The Republican Race at Halftime

It’s halftime in the race for the Republican nomination. After Rick Santorum’s victory in Louisiana on March 24, slightly more than half of the delegates (54%) to the Tampa GOP convention have been chosen.

As of March 26, Mitt Romney had lapped the field with more delegates than Rick Santorum, Newt Gingrich, and Ron Paul combined. He is estimated to now have 565 delegates, with 1144 needed for victory. Powered by clutch wins in big states like Florida, Michigan, Ohio, and Illinois, and taking advantage of a divided opposition, Romney is in a very strong position for a first-ballot nomination. It will be virtually impossible for either Santorum or Gingrich to win more delegates than Romney; the best they can hope to do is block him on the first ballot and then try to pick up the pieces after that.  As we shall see, the clock is running and key parts of the schedule favor Mitt Romney. Barring a string of fumbles, the nomination is now his to lose.

As Ron Brownstein pointed out in National Journal, the Republican race has been a contest between the “GOP’s upscale managerial wing,” led by Romney, and the more populist base of evangelicals who have split their votes between Santorum and Gingrich. Romney has generally won the big metropolitan areas — Miami, Detroit, Cleveland, Cincinnati, Phoenix, and Chicago — while Santorum and Gingrich have usually won the South and Heartland rural votes. Santorum has yet to win a state with a central city that has over one million people or any of the 10 most populous states.

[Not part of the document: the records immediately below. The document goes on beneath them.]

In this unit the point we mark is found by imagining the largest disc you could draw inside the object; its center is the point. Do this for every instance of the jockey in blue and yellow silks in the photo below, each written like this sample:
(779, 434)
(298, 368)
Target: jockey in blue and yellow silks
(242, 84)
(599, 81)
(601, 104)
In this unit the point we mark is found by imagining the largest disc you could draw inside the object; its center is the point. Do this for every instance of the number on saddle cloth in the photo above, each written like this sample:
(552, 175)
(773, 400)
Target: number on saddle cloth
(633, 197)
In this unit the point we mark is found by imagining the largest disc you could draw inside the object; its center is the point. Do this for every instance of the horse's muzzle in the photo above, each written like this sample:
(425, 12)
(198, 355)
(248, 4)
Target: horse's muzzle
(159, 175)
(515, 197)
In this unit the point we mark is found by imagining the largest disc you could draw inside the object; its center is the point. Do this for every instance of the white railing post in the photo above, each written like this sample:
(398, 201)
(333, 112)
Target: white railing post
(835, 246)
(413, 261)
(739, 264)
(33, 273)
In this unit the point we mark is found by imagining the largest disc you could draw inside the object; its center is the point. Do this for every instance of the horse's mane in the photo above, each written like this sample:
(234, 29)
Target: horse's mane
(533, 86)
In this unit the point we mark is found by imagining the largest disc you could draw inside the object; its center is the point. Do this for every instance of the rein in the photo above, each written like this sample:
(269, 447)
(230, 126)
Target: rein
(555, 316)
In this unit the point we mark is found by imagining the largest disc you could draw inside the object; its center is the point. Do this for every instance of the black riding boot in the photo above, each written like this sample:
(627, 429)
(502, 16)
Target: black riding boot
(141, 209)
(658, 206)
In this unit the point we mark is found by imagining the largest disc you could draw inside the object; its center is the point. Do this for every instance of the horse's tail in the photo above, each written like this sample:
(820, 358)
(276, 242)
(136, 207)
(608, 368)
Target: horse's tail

The good news for Romney — besides the fact that he’s had more than one opponent — is that there are generally more middle-class suburban Republican voters than rural populists. Organization, money, and demographics have carried Romney thus far.  Unless Santorum can shake up the race with some unexpected victories in California, New York, Wisconsin, or New Jersey, Romney will probably continue to grind out a victory.

How does the second half look?  In April alone, there are three Northeastern “winner-take-all” primaries in Maryland, the District of Columbia, and New York.  Adding those 151 Northeastern delegates plus a majority of the 54 to be chosen in Connecticut, Rhode Island, and Delaware will give Romney well over 700, nearly two-thirds of the way home. And adding the 262 winner-take-all delegates from California, New Jersey, and Utah gets Romney 90% of the way to 1144.   Adding in delegates for second-place finishes in Texas (where there are plenty of wealthy suburbanites) and other Southern/Heartland states would then put Romney over the top by June.

To have any chance of blocking Romney’s relentless march to a first-ballot victory, Santorum will have to win Wisconsin on April 3; get a big majority in his home state of Pennsylvania on April 24; and string together victories down the stretch in North Carolina, Indiana, West Virginia, and all the remaining Southern and Heartland states. But that still wouldn’t be enough. Santorum would have to also take away some states where Romney is favored — either California or New Jersey, or both — plus smaller Sun Belt states like New Mexico.  That is an extremely tall order for a candidate with little money or organization who also may be running out of time. And unfortunately for Santorum, both the latest national Gallup poll and USC/L.A. Times poll of California Republicans give Romney a double-digit lead.

What are the chances that Santorum can put together such a spectacular comeback?  Perhaps the best shot he has is that with Gingrich fading fast, he’ll finally get the one-on-one showdown he’s wanted with Romney. Exit polls have consistently shown that conservatives outnumber moderate Republicans by about a 60-40 average. Santorum may be able to contrast his opposition to President Obama’s health care bill with Romney’s previous support for a mandate requiring individuals to purchase health insurance. Santorum already has the strong support of social conservatives.  To win suburban states like California and New Jersey, he’ll need to peel away some economic conservatives from Romney.  “ObamaCare” might be his best wedge issue. But unless Santorum can get a breakout win in California, New York, or New Jersey, he’ll be facing some pretty tough delegate math.

To use the football metaphor again, by winning the bigger states, Romney has been scoring touchdowns while Santorum’s smaller states have only been field goals.  The danger for Santorum is that he may fall too far behind while his opponent simply runs out the clock.  To catch up, he’ll need some Romney fumbles.  The odds are against it, but in this year, anything is possible.